Ex Ipab, Febbo chiede di revocare le nomine per gli organismi straordinari

Secondo il presidente della Commissione di vigilanza del consiglio, ci sarebbero contrasti "con la legge regionale, con i principi generali dell'ordinamento e con le posizioni espresse dall'avvocatura regionale". Per questo ha inviato una lettera formale a D'Alfonso e Sclocco

Vanno revocate le nomine varate dalla giunta regionale per la sostituzione degli organismi straordinari delle ex Ipab di Chieti e dell’Aquila”. È la richiesta ufficiale che Mauro Febbo, presidente della Commissione di vigilanza del consiglio regionale, ha avanzato al presidente Luciano D’Alfonso e all’assessore Marinella Sclocco. Febbo chiede di annullare le delibere di giunta 571 e 572 del 9 settembre scorso.  

Mercoledì scorso (21 gennaio), all’Aquila, durante la seduta di Commissione di Vigilanza, c’è stata l’audizione dell’ex direttore dell’assessorato, “che ha confermato le nostre perplessità”, dice Febbo. “L’invito a revocare in autotutela gli atti della giunta – spiega – è motivato dall’evidente e macroscopico contrasto con la legge regionale, con i principi generali dell’ordinamento nonché con le posizioni espresse recentemente anche dall’avvocatura regionale. La revoca si rende necessaria anche per evitare vizi di legittimità degli adempimenti successivi adottati dagli organismi straordinari sostitutivi”.

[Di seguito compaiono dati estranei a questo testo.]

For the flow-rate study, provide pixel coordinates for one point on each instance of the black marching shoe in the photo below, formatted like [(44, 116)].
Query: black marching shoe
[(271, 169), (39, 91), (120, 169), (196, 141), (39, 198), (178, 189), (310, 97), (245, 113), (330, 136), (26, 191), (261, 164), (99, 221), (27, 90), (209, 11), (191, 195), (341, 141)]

In particolare, secondo il vice presidente del consiglio regionale Paolo Gatti, le sostituzioni violerebbero la legge regionale 43 del 2013, che ha modificato quella precedente del 2011, prevedendo che “l’organismo straordinario al quale sono attribuiti tutti i poteri riservati dai rispettivi statuti agli organi di amministrazione di ciascuna istituzione è nominato per la durata di un anno e resta comunque in carica sino alla formale costituzione del Consiglio di Amministrazione delle Asp prevista dall’art.11, comma 4”.